For political activists, the issue of Afghan escalation is primarily framed in terms of Obama's failure to learn the lessons of Vietnam : one cannot win a war against a population that has been fighting for many decades for its own independence. No matter what America's stated war aims, the people of Afghanistan perceive the American military presence as generating far more violence and destruction than they faced before the U.S. got involved.
For feminists anxious to protect the rights of women, the capitulation to Islamic fundamentalism in its treatment and denial of rights to women by the current Afghani government which America is pledged to support undermines any picture of the US actually providing a long-term strategy that would defend women's rights.
And for working and poor people in the US who are told that serious health care reform would not only hurt the interests of the health insurance corporations and the medical profiteers (poor dears!) but also increase the deficit at a time when it must be reduced, the willingness to put hundreds of billions of dollars into war making with the deficit suddenly forgotten makes many wonder about distorted priorities once again.

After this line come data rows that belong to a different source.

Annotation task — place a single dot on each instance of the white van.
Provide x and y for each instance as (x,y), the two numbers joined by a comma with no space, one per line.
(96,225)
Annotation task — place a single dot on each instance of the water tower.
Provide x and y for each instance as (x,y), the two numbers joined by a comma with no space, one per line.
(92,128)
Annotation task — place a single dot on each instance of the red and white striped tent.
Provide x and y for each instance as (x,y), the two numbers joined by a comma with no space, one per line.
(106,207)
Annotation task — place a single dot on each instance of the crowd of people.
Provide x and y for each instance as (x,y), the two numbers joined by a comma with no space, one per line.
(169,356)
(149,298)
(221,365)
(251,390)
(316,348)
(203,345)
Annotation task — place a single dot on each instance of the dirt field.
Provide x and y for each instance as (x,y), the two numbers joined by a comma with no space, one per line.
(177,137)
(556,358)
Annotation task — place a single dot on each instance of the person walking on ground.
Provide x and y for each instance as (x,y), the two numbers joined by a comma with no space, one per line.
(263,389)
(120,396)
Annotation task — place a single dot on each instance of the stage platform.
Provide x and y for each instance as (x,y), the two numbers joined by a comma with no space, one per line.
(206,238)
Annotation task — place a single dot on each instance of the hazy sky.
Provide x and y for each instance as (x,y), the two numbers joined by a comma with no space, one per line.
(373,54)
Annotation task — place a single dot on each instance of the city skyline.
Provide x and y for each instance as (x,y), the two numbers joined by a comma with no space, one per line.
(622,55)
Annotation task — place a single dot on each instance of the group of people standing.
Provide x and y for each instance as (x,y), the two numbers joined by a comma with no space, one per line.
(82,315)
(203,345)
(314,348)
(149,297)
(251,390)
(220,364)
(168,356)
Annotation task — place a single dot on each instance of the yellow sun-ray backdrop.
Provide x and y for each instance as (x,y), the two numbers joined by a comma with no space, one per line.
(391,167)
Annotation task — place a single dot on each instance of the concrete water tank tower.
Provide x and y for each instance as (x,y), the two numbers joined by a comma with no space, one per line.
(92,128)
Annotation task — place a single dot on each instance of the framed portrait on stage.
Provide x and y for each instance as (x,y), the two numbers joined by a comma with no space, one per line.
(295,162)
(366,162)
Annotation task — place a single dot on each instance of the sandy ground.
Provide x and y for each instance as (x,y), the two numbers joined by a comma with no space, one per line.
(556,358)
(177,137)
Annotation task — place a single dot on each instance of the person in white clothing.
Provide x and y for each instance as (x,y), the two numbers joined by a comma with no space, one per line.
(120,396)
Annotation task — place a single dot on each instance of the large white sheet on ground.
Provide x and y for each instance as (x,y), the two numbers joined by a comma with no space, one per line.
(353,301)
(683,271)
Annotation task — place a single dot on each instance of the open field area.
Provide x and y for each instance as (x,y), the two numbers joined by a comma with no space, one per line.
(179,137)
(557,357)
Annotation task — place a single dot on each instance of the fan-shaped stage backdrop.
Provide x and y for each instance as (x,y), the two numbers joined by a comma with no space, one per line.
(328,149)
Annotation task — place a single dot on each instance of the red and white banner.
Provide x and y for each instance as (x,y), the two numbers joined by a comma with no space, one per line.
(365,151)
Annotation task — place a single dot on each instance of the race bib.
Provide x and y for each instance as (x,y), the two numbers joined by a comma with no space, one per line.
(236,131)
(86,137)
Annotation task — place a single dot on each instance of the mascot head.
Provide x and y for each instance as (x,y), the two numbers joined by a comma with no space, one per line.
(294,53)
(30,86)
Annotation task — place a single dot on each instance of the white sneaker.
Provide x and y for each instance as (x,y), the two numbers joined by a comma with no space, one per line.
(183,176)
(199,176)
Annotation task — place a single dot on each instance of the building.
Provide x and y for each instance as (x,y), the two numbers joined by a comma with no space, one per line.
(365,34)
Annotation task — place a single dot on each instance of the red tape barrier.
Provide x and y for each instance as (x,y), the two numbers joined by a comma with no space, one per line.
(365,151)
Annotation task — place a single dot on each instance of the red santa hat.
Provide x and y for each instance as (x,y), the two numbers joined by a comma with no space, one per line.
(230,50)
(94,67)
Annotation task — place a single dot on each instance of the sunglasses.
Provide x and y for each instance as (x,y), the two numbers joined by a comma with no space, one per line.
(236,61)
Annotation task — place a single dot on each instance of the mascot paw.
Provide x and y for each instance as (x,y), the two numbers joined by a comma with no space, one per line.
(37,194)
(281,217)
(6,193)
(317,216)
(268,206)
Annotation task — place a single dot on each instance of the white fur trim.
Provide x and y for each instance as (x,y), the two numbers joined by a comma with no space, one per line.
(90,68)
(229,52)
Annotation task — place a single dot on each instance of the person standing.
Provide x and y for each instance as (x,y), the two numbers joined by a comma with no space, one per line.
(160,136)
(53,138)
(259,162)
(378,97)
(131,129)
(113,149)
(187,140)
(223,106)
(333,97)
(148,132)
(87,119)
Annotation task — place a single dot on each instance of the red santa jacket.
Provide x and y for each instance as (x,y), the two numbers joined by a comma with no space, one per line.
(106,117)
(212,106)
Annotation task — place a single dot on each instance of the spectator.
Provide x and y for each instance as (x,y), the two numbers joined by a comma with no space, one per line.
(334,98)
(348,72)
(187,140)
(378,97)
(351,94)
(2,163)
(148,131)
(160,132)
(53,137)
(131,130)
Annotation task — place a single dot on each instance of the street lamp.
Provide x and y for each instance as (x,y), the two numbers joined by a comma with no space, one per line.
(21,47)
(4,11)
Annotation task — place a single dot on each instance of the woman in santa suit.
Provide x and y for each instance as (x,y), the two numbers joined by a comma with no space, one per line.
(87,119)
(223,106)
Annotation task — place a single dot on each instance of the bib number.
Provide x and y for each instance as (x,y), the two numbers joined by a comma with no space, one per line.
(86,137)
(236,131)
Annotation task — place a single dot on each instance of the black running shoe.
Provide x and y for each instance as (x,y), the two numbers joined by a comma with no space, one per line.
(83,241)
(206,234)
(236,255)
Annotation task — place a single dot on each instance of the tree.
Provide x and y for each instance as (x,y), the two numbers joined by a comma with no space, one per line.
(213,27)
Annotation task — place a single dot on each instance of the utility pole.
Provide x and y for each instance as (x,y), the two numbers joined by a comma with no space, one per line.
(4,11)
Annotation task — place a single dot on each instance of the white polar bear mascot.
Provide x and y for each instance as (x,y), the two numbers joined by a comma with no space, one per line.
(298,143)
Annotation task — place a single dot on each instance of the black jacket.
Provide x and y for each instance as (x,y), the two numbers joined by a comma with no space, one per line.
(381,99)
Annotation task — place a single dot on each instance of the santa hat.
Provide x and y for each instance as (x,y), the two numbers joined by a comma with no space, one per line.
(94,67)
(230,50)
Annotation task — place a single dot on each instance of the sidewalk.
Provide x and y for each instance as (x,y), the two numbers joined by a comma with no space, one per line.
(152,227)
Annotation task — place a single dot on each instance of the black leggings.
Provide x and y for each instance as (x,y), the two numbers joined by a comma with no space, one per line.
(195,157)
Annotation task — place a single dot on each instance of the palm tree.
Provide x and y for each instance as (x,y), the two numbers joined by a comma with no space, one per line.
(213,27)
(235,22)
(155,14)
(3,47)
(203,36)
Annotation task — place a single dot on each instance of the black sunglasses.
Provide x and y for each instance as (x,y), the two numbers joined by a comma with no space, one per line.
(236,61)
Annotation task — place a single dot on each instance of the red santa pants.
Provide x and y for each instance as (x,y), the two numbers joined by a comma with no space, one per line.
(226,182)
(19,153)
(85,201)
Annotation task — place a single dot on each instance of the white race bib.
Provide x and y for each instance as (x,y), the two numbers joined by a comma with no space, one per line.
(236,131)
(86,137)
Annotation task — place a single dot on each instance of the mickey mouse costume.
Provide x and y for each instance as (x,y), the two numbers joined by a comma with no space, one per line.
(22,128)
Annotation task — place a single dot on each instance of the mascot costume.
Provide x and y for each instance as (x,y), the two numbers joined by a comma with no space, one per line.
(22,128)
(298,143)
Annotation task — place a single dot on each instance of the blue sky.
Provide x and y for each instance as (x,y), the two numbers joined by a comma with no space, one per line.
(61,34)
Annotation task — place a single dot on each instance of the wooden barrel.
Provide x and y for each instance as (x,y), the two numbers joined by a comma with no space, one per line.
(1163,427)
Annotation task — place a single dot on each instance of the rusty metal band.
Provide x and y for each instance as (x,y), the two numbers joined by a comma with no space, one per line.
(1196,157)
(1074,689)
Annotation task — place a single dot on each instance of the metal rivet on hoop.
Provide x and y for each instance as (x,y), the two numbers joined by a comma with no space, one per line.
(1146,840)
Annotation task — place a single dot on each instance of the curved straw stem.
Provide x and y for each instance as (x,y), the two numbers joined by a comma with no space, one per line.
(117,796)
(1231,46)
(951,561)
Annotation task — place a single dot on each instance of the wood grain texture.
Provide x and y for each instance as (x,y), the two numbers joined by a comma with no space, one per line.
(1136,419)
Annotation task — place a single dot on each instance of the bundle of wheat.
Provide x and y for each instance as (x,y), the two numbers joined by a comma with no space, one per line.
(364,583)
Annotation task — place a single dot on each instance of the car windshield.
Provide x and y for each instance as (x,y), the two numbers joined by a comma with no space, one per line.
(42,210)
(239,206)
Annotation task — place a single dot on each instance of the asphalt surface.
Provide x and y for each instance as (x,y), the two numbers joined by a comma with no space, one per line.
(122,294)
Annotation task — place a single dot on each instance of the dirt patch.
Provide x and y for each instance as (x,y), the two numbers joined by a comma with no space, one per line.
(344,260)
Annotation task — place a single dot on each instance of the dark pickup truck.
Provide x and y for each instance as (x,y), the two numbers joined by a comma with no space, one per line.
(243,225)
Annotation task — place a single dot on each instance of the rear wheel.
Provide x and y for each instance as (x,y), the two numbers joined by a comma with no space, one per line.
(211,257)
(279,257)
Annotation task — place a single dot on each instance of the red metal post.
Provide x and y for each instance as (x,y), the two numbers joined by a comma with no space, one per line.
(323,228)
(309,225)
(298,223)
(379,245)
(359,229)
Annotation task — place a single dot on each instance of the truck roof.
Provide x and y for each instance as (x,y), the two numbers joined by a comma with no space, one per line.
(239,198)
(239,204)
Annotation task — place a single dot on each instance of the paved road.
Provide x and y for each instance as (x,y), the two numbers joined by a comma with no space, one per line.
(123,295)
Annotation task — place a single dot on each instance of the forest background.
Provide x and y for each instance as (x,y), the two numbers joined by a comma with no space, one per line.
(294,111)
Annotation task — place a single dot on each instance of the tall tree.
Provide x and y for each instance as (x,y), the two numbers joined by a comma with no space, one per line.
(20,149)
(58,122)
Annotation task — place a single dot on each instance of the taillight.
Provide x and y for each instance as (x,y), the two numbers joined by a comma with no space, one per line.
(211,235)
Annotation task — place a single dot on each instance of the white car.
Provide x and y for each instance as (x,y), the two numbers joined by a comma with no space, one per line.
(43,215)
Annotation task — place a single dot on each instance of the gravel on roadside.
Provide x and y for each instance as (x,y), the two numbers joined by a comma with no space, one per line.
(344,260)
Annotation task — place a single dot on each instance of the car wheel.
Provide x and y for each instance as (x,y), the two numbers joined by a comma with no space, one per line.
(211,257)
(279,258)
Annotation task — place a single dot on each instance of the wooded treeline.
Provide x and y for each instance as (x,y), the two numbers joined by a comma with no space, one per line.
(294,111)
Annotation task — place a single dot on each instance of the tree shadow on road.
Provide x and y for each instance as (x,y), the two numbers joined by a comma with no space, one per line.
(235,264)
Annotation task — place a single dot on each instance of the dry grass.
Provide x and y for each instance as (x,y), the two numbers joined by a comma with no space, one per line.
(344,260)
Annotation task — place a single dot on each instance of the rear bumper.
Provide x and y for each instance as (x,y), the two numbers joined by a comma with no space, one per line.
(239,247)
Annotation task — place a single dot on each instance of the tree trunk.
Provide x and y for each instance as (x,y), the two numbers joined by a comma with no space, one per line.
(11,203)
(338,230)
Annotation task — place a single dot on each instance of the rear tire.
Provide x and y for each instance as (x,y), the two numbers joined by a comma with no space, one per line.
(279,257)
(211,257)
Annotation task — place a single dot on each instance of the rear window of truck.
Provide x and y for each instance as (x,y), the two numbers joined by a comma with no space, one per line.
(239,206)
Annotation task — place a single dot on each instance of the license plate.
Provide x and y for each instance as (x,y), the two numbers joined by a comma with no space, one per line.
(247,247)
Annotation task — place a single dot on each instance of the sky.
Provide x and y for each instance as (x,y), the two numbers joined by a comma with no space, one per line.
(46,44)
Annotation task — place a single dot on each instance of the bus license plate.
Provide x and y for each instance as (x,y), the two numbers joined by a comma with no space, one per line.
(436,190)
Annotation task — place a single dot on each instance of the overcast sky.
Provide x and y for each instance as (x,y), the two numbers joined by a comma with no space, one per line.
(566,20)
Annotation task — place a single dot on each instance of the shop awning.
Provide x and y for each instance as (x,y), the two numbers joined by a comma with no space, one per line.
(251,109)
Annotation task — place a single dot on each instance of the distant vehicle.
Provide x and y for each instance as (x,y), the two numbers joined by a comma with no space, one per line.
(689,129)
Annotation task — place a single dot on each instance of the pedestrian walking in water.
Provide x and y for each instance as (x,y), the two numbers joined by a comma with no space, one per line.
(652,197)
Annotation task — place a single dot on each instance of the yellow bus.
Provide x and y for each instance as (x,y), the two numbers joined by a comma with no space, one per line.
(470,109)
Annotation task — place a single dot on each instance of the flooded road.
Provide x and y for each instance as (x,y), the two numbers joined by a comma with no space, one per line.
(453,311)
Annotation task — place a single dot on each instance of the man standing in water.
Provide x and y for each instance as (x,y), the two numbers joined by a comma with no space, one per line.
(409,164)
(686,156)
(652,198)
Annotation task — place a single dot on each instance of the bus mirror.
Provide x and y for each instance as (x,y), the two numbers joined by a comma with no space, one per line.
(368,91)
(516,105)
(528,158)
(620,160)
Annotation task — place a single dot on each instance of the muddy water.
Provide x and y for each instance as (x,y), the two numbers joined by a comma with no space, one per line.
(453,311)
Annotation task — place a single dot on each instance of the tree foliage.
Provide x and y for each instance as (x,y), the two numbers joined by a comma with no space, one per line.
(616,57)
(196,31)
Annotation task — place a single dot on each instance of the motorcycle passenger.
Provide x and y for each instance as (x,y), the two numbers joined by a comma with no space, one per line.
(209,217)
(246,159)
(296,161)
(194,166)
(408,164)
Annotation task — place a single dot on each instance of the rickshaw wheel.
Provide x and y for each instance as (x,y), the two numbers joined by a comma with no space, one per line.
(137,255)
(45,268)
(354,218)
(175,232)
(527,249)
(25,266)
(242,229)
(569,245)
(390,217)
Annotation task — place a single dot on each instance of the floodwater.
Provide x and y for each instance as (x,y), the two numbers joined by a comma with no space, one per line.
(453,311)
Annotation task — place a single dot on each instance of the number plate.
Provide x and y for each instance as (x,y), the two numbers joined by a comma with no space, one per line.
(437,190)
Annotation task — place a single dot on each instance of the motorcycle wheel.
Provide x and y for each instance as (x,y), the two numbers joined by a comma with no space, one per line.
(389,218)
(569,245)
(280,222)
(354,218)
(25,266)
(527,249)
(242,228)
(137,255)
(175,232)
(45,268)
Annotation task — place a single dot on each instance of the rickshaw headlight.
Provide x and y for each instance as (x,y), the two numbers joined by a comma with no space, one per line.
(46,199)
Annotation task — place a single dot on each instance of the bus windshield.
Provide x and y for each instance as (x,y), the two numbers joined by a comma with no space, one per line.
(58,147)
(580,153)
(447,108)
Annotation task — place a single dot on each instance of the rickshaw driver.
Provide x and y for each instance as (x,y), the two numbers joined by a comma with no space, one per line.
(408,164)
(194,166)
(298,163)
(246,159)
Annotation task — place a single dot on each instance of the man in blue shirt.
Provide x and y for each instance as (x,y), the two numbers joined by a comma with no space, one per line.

For the religious leaders of the world assembled in Melbourne Australia for the Parliament, all these issues are quite salient. Yet what comes most directly to mind for many is the fundamental warp in the Obama Administration's understanding of what could actually succeed in providing homeland security.
One reason many global religious leaders celebrated the outcome of the 2008 election was the perception fostered by the Obama campaign that the new President really understood that militarism and the use of force to achieve American objectives should be relegated to the dustbin of history, at least until every non-violent strategy has been exhaustively tried. We believed we had heard a clear message that Obama recognized the need to end global poverty and the suffering it has generated as the first step that must be given time to work before military options are embraced.
That approach was given teeth by the vice chair of the Progressive Caucus of the House of Representatives, Keith Ellison, who has worked with the Network of Spiritual Progressives to develop a Domestic and Global Marshall Plan (DGMP). The DGMP would have the US take the leadership in bringing the advanced industrial societies of the world to commit 1-2% of their Gross Domestic Product each year for the next twenty to once and for all end global poverty, homelessness, hunger, inadequate education inadequate health care, and to repair the global environment.
It seemed obvious to religious leaders that the meltdown of the global economy and the obvious role played by the ethos of selfishness and materialism presented the new President with a once in a lifetime opportunity to remake the global economy in ways that would redistribute wealth to the poor, thereby generating the very consumer demands that could rebuild the global marketplace by taking the monies that were not being spent and putting it in the hands of those whose immediate needs for food, clothing, housing and basic material needs would generate a global economic revival and end unemployment.
But the only way that could happen would be for the Obama Administration to have put its full energy behind a new approach to homeland security. Obama would have had to teach Americans that lasting security could come from generosity, whereas the strategy of domination of others had proved futile and a guaranteed loser.